The Pittsburgh Steelers hierarchy definitely formulated an intricate plan for the 2022 offseason, and we are beginning to see the fruits of their labor come to fruition.
The Steelers wanted to get younger and more explosive on offense, so they focused an abnormal amount of salary cap and draft capital on that side of the football. It was quickly apparent that the Steelers were determined to find their next starting quarterback, after their franchise QB of the previous 18 seasons; Ben Roethlisberger, retired. The Steelers free agency and pre-draft scouting focus was quarterback centric. Those efforts resulted in the Steelers signing veteran QB Mitchell Trubisky in free agency, and drafting former Pittsburgh Panther star Kenny Pickett in the first round of the 2022 NFL Draft.
The Steelers other primarily offseason focus was strengthening the worst offensive line in the NFL in 2021. Sometimes, when you hit rock bottom, you just got to blow the whole thing up and start again. It was a tall task, but the Steelers knew they had to start somewhere, and it turned out to be on the interior. The Steelers utilized free agency to sign Mason Cole and James Daniels; two young, versatile, and proven professionals. Although there were chemistry and communication issues during training camp and the preseason, the interior of the Steelers offensive line has consistently improved exponentially in season.
As is so commonly the case in any rebuilding situation, the influx of talent didn't translate into immediate production on the field. Quite the contrary actually. New players resulted in no chemistry or rhythm as an offense. The Steelers struggled mightily to move the ball during the first half of the season, much less put acceptable point totals on the scoreboard. As Steelers fans, we were faced with an unfamiliar reality, a franchise often unable to be competitive enough to be relevant.
The truth is, seasons change. What goes up must eventually come down, and for every peak there must be a valley. The rest of the NFL, particularly the AFC North division, had better make the most of this extremely rare valley for the Steelers, because we are beginning to see signs of a potential offensive revival in the Steel City. The Steelers young collection of talented newcomers are starting to learn and improve at their roles.

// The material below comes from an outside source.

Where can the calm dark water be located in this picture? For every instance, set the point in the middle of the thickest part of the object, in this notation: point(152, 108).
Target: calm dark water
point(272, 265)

Any hope for a rapid rebuild begins and ends with Kenny Pickett. The NFL is a quarterback driven league. If you have a good to great one, you do whatever is necessary to keep them. If you don't have one, you better find one, because you won't be a serious contender without one. Teams lacking a potential franchise QB have fan bases that spend an inordinate amount of time thinking about the next draft cycle in the middle of the current season. Obviously, that's not optimal.
Kenny Pickett represents hope for the legions of Steelers faithful. He continues to show consistent growth and improvement as a professional with each game. The accuracy, anticipation, and poise are obvious, but there are more subtle improvements that may have gone unnoticed by many.
Pickett's decision making has improved as he has gained experience within the offense, starting with his risk assessment. He has started to manipulate the pocket better, instinctively knowing when to step up in the pocket, instead of being flushed out the back. That maneuver is seldom successful.
Pickett's ball placement has also improved. I believe this is a direct byproduct of his focus on ball security. He is utilizing his elite level accuracy to place throws where if his target can't bring it in, nobody does. Far fewer 50/50 balls, hence zero interceptions since the bye week.
Pickett's comfort level is also positively impacting the weapons he has at his disposal, starting with WR George Pickens and TE Pat Freiermuth in particular.
Pickens is still a talented but raw rookie, but he looks like a WR1 in the making. He is easily the Steelers best splash play target already. The sky's the limit for the ultratalented 21 year old rookie phenom. His intense desire to be great is unmistakable.
While I envision the Pickett to Pickens connection becoming something special in the near future, I believe that Freiermuth has the potential to form a special bond with his young QB also, as a type of security blanket if you will. The type of reliable outlet that your franchise QB looks for in the biggest moments or when under duress, kind of like Heath Miller was always there for Ben Roethlisberger. This feels almost like sacrilege to write, but I firmly believe that Freiermuth has more potential than Miller ever did to become a dynamic weapon in the Steelers passing attack.
The importance of Pickens and Freiermuth settling into these roles is imperative for Diontae Johnson's future production. Johnson is not a true number one wide receiver, but he has been forced to try to fill that role in recent seasons due to circumstances out of his control. He should be much more effective as a WR2, where he can focus on his elite level route running, and no longer be the main focus of the opposition's coverage schemes.
As these Steelers youngsters continue to improve, and fully comprehend their roles within the offense, the results will speak for themselves, both on the scoreboard, and in the standings.